Mazamet
Ce matin, au hasard des nouvelles qui s’affichaient sur l’écran de mon ordinateur, j’ai vu le nom de « Mazamet » : il était question d’une opération de sensibilisation à la sécurité routière menée là-bas en 1973. Je n’ai pas bien compris ni d’ailleurs cherché à comprendre.
Mais, quand je vois ce nom, c’est un ensemble de souvenirs et de sensations qui remontent d’un coup. Le nom de cette ville perdue au bout du département du Tarn me touche. J’ai eu envie d’écrire.
Mazamet, c’est un nom qui sent le cuir dans mon enfance. Ma mère y va de temps en temps : les peaux, les cuirs, les tissus. J’y entrevois alors une ville industrieuse et industrielle : nous sommes dans les années 90, il reste encore un peu d’industrie en France, encore un peu de textile ici et là. C’est étrange car, sans y être allée une seule fois, j’imagine la ville et ses zones industrielles : peut-être de vastes hangars métalliques où l’on vend des vêtements en cuir « à prix d’usine » ; je vois des portants longs avec des cintres coulissants chargés de vestes ; je sens une odeur de peau, de cuir, et de cirages mêlés. Je refuse, avec constance, de m’y rendre. Je n’aime pas alors l’esthétique des cuirs, j’imagine un endroit mélancolique qui va me mettre en vrac. Je n’ai pas besoin de ça.
Mazamet, ce nom condense pour moi toute l’ambiance des années 80-90 dans le Sud-Ouest, dans ces bandes de terres éloignées de Toulouse, à la fois bardées de champs propices à une agriculture intensive, largement baignée de chimie, et nostalgique déjà d’une industrie locale, dépassée, en déshérence. C’est à la fois beau, intense et triste : et je le ressens enfant, déjà, puis adolescente. J’entends les mots du chômage, je perçois les différences sociales dans les vêtements au collège, dans les musiques écoutées, et les « meules » qui tournent sur le parking des bus à la sortie des écoles. Mazamet : un nom qui fait ressurgir le cuir de ces années.
Mazamet, le destin étrange, dans ses méandres inattendus, m’y conduira enfin pour de vrai dans les années 2000. J’effectue alors un stage dans une mission à vocation culturelle, et Mazamet fait partie des pôles de diffusion de la Danse. Avant de m’y rendre, on me prévient : Mazamet, c’est spécial, c’est au bout du Tarn, plus loin que Castres ! Mais, tu verras, le théâtre est très bien, la scène, tout ça… Il n’y a plus de boulot là-bas. Je me souviens de cette ville : je l’ai tout de suite aimée, justement pour ce côté perdu. Cette France oubliée que j’aime : ces traces d’industrie, ces populations ouvrières qui ont laissé une âme à ces villes. Comme Tulle, comme Clermont-Ferrand, comme Saint-Étienne : à chaque fois, je m’y sens bien. Je ne peux pas bien expliquer pourquoi. La simplicité sans la vulgarité.
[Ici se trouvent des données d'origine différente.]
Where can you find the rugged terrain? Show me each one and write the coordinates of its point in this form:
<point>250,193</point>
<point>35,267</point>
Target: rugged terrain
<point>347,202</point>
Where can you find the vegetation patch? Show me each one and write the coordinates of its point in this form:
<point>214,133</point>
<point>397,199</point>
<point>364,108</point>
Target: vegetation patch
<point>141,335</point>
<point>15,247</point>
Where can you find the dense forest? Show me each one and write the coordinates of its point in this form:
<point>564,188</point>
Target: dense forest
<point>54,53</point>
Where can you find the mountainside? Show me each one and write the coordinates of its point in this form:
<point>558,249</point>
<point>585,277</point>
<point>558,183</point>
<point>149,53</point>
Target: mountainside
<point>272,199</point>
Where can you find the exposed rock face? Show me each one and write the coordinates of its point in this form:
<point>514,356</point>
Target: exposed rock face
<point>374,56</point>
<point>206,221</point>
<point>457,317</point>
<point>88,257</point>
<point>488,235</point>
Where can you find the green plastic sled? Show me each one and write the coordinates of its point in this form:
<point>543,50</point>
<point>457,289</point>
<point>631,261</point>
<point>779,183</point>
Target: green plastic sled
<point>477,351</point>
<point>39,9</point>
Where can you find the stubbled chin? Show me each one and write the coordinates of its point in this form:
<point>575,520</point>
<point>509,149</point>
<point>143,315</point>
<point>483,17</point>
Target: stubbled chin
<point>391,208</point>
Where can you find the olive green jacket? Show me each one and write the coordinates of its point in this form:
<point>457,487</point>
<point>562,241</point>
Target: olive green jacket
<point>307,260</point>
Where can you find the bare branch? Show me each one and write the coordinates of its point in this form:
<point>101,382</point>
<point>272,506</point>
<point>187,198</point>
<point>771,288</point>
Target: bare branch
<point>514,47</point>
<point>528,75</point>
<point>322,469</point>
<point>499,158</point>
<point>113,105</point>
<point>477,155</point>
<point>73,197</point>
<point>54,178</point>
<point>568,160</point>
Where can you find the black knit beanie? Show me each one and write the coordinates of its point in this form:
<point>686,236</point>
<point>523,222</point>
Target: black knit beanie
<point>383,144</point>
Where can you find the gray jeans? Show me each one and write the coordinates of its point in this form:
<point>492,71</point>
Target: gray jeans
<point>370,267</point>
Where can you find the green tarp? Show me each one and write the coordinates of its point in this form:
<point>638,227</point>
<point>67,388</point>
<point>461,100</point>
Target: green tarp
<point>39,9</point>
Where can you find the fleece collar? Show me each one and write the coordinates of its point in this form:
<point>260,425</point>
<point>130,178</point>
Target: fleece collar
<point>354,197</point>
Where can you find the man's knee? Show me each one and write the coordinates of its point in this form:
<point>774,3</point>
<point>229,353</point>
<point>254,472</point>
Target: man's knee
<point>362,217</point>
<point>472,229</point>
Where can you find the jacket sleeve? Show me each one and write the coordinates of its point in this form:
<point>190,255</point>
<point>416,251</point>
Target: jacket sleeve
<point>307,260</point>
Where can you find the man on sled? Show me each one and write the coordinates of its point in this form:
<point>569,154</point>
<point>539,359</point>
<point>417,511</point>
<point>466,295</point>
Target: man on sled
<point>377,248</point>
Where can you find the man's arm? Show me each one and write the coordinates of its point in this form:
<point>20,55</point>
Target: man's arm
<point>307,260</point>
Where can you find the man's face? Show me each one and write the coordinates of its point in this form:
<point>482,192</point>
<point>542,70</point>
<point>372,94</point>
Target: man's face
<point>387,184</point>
C’est par le théâtre alors que je découvre le lieu : la magie opère, j’ai l’impression que la ville me montre ses coulisses. L’arrière-scène, la loge haut perchée du technicien, les vastes salles, l’accueil. Entre deux obligations, je parcours la ville, ses rues calmes, sèches, solaires et ventées à la fois. Pas beaucoup de monde, je crois me souvenir. J’aime désormais aller à Mazamet, suivre la route, aller jusqu’au bout et pousser les portes du Théâtre. Je ne refuse jamais de m’y rendre.
Et puis, non loin, il y a la Montagne Noire, la sauvage, l’étonnante, celle que je ne comprends toujours pas.
Cela fait longtemps que je n’y suis pas retournée. Vingt ans.
En cliquant sur le site de la ville aujourd’hui, j’ai vu trois photos et trois légendes qui disent l’exact opposé de ce que j’en ai gardé et qui, justement, me touchait : « De nombreux emplois à pourvoir », « Une ville bien reliée au reste de la France », « Une ville entreprenante ». Je garde au cœur l’image d’une ville solaire et poussiéreuse, silencieuse et muettement peuplée des souvenirs d’une intense vie ouvrière, la marge discrète d’une France oublieuse. En son centre brille le théâtre, enclave magique et vitrée, à la salle obscure, propice à l’éclosion dorée de la danse. Peut-être qu’un jour, qui sait, j’y retournerai ? Je souhaite aux jeunes de vivre un Mazamet allègre et joyeux, protégé par la montagne et ses légendes.